The AI also generated these two statements: “I can provide information and guidance on medical ethics,” and “As an AI language model, I cannot provide medical advice.” “The system could not explain the difference between the two kinds of advice,” says Klugman. “While Gemini did OK with easy cases, it did not provide an answer on complex ones.”

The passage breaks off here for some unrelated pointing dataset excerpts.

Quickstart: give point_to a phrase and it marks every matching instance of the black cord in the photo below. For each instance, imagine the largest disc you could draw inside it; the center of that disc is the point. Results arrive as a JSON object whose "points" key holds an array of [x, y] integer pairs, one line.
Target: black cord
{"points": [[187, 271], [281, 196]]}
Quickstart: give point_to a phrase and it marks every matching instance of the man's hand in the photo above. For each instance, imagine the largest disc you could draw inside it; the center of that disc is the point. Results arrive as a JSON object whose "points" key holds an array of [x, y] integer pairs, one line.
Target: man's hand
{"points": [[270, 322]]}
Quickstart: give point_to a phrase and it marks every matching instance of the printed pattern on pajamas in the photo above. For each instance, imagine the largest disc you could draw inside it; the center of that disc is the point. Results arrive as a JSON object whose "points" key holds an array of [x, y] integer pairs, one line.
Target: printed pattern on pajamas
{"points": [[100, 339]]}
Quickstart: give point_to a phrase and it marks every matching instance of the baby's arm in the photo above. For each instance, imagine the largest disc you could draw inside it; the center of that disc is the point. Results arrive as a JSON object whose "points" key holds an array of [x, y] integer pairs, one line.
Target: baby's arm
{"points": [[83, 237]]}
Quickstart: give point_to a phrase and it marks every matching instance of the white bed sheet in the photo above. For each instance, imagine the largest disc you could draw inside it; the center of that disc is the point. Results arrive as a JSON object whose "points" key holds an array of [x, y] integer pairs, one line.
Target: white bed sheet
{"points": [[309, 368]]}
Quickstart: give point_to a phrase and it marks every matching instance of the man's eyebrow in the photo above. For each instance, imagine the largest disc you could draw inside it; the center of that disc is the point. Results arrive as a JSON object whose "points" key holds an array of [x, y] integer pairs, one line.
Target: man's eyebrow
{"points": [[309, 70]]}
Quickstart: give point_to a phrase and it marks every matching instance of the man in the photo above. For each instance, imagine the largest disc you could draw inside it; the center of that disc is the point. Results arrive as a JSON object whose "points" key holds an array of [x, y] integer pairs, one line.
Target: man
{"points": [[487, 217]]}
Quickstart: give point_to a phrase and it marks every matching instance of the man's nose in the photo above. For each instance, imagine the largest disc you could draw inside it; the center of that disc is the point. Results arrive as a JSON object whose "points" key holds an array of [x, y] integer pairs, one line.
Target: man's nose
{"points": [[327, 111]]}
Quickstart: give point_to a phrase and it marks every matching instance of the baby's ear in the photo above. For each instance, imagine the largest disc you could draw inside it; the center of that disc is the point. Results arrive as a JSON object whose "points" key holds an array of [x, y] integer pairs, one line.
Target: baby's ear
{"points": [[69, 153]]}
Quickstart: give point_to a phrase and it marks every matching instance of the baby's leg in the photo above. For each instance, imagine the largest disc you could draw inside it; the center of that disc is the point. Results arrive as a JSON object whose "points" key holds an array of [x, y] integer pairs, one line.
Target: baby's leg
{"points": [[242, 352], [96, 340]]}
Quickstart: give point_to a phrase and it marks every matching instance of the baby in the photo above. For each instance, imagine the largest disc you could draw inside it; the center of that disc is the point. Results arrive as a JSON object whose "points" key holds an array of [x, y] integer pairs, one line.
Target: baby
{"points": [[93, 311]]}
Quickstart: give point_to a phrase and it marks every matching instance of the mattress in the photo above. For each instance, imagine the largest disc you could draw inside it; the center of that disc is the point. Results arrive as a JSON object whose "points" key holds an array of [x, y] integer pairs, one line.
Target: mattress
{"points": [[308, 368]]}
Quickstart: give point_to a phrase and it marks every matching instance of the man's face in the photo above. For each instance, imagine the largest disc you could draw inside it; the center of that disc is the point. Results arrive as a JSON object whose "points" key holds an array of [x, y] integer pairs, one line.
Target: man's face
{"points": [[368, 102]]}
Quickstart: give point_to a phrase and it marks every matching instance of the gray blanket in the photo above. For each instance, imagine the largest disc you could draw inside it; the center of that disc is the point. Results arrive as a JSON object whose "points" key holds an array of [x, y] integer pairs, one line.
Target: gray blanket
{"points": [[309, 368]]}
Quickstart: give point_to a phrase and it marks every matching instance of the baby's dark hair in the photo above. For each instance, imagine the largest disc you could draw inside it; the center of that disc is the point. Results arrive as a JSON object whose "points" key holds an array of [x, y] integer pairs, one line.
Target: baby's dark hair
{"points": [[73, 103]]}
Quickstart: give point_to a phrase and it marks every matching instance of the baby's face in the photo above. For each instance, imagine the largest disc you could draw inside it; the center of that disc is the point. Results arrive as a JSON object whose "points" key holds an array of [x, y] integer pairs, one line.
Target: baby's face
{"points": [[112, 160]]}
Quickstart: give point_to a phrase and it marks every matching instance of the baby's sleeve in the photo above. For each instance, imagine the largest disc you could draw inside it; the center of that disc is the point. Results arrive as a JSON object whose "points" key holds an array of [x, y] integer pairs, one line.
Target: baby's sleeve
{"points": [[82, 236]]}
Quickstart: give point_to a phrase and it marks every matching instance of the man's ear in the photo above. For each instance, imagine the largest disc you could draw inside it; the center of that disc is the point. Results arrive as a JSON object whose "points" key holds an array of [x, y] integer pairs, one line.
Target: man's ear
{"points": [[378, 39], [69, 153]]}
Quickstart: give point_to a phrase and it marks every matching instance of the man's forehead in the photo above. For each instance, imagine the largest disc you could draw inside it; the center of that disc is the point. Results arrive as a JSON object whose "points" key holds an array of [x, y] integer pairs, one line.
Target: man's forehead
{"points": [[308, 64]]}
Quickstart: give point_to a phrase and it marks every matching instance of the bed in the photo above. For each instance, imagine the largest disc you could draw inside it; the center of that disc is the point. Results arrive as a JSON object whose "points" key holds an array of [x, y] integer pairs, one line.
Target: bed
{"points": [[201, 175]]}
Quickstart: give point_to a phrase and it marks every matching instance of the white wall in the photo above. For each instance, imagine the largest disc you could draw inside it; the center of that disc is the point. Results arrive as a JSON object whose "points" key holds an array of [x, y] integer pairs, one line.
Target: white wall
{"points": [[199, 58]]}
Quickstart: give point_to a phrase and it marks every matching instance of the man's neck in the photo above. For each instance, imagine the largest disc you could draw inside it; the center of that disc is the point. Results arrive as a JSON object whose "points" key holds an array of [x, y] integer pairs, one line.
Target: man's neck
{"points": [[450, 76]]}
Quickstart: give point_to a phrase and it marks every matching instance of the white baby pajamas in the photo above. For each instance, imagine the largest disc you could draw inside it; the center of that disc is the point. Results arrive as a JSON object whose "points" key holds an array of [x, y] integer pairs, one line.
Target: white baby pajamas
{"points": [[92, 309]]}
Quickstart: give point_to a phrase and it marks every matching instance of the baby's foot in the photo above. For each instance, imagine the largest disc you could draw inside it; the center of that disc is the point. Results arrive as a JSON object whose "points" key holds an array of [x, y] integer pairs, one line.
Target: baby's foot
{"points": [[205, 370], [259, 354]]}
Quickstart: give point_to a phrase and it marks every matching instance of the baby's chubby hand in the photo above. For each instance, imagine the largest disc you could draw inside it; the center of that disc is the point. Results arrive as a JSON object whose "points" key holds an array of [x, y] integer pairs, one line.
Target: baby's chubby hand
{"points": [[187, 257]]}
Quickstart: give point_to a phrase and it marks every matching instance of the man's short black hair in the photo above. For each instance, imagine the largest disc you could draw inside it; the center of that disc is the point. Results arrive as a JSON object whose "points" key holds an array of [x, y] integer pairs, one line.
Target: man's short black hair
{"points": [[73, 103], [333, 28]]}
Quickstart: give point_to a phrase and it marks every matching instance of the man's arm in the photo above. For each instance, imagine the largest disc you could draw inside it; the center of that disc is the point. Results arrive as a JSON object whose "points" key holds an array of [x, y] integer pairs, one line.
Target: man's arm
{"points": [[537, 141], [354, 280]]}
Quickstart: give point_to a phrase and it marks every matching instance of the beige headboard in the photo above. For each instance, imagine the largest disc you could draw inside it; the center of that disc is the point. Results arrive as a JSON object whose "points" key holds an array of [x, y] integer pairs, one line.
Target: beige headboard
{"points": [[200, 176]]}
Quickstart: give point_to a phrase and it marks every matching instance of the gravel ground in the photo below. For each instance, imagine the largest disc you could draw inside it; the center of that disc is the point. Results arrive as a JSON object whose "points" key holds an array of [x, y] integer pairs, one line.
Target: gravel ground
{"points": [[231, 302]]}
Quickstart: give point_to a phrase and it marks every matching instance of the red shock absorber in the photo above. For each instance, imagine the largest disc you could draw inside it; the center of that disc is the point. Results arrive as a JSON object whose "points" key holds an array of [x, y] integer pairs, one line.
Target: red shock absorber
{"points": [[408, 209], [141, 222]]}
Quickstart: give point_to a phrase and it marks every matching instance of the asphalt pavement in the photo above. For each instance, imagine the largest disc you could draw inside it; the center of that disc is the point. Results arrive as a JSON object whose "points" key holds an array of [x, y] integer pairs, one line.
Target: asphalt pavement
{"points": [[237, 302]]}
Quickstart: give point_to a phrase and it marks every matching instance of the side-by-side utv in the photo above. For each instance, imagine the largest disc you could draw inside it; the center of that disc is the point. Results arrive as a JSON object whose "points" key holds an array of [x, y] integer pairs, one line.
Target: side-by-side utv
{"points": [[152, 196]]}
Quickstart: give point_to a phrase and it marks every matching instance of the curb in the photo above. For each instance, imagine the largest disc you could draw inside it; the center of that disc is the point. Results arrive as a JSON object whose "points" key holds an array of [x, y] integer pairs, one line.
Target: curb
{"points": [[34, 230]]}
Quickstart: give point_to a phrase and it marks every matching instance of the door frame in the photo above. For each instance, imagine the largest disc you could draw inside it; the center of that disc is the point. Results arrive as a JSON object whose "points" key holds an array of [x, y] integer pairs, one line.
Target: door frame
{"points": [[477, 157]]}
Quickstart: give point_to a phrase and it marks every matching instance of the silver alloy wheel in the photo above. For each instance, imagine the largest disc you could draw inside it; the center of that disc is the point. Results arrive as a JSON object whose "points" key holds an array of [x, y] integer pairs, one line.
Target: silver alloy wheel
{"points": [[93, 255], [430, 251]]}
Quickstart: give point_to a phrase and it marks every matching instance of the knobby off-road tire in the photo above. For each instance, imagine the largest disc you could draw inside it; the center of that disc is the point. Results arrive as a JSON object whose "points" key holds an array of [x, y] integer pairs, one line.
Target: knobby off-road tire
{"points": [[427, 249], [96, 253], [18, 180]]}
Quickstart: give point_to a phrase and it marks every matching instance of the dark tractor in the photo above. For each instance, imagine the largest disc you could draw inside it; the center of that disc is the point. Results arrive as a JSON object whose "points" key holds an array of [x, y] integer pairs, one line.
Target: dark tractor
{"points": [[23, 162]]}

In the end, the tool was only able to offer general steps to resolve cases, such as arranging a family meeting and weighing the patient’s best interest. “What AI can’t do today it may be able to do a month from now. The advancement is that rapid,” says Klugman. However, the tools are always going to be subject to any biases in the dataset on which they are built and cannot explain the reasoning behind their advice. “When AI does not know an answer, it tends to make it up. For example, some AIs have given medical advice that was not only wrong, but would have injured or killed the patient,” says Klugman. Algorithms have been known to “hallucinate” and make up responses that are factually incorrect or nonsensical. For example, Klugman has asked the AI for a list of top journals in bioethics. It names a few real ones, but also names many nonexistent ones. “Thus, anything they tell us should be independently verified,” concludes Klugman. “Even if one uses AI for general advice, it is always best to check with a human clinical ethicist. And only look to the AI if your hospital policy allows it. If there is no policy, request that your hospital create one.”

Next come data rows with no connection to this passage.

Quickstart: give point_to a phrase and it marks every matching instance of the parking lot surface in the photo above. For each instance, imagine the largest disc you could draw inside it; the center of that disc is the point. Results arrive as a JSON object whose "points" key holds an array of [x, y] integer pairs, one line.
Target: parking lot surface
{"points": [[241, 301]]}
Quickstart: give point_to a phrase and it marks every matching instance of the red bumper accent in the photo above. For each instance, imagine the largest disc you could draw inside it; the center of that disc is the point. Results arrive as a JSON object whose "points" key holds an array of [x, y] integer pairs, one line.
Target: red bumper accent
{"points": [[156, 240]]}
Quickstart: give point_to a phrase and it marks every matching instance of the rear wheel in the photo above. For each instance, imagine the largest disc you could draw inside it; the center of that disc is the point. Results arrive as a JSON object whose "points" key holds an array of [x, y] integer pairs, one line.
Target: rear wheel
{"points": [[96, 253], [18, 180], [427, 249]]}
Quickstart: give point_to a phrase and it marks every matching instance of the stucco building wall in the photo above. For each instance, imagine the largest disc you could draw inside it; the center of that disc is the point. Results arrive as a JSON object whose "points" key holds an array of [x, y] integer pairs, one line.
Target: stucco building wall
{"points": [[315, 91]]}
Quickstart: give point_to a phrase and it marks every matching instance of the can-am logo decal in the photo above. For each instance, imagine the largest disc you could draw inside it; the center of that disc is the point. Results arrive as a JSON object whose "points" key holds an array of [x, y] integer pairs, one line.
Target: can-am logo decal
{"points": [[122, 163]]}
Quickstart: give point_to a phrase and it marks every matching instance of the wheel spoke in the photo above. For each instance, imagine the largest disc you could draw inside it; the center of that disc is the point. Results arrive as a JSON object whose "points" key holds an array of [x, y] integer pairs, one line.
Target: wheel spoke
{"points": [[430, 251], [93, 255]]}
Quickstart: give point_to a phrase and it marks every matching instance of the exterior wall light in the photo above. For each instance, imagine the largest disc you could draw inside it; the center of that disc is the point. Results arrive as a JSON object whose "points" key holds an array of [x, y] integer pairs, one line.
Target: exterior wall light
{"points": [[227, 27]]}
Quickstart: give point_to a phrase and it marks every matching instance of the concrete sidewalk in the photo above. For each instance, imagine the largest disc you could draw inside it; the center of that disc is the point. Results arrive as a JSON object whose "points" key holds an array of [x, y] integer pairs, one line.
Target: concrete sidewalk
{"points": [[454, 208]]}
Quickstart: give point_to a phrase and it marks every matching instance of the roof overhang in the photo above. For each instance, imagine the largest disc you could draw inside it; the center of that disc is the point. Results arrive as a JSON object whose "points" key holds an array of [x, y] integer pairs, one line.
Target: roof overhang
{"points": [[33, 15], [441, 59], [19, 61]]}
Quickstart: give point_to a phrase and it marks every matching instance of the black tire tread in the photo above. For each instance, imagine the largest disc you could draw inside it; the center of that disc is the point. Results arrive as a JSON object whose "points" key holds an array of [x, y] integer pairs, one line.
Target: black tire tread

For general ethics questions that are not about a specific patient situation, language models can be helpful, according to Benjamin Krohmal, JD, HEC-C, director of the John J. Lynch, MD, Center for Ethics at Med Star Washington Hospital Center. “AI will likely become increasingly good at collecting and organizing information, with the caveat that information should be checked and verified because sometimes models ‘hallucinate,’” says Krohmal.
AI tools can help clinicians to identify ethical issues and can suggest questions to ask that might help resolve ethical uncertainty. “That said, ethical questions about specific patient situations should generally prompt a call to an ethicist or ethics committee,” says Krohmal. Resolving ethically complex questions often requires knowledge of very specific contextual information. For privacy reasons, this should not be shared with an AI tool. “Since user prompts are saved by OpenAI, entering protected health information in a prompt amounts to sharing it with a third party,” Krohmal explains. Entering data about a patient (even if clinicians leave out identifying information) could violate the clinician’s ethical obligations to protect patient privacy.
Answering patient-specific ethics questions also requires skilled communication with multiple stakeholders. “It is very often the case that speaking to patients, their representatives, and multidisciplinary members of the clinical team resolves seemingly entrenched disagreements — or identifies new dispositive facts that result in a much different resolution of the initial ethics question. That’s not something a language model can do at this point,” says Krohmal.
REFERENCES
- Rashid AA, Skelly RA, Valdes CA, et al. Evaluating ChatGPT’s moral competence in health care-related ethical problems. JAMIA Open. 2024;7(3):ooae065.
- Meier LJ, Hein A, Diepold K, Buyx A. Algorithms for ethical decision-making in the clinic: A proof of concept. Am J Bioeth. 2022;22(7):4-20.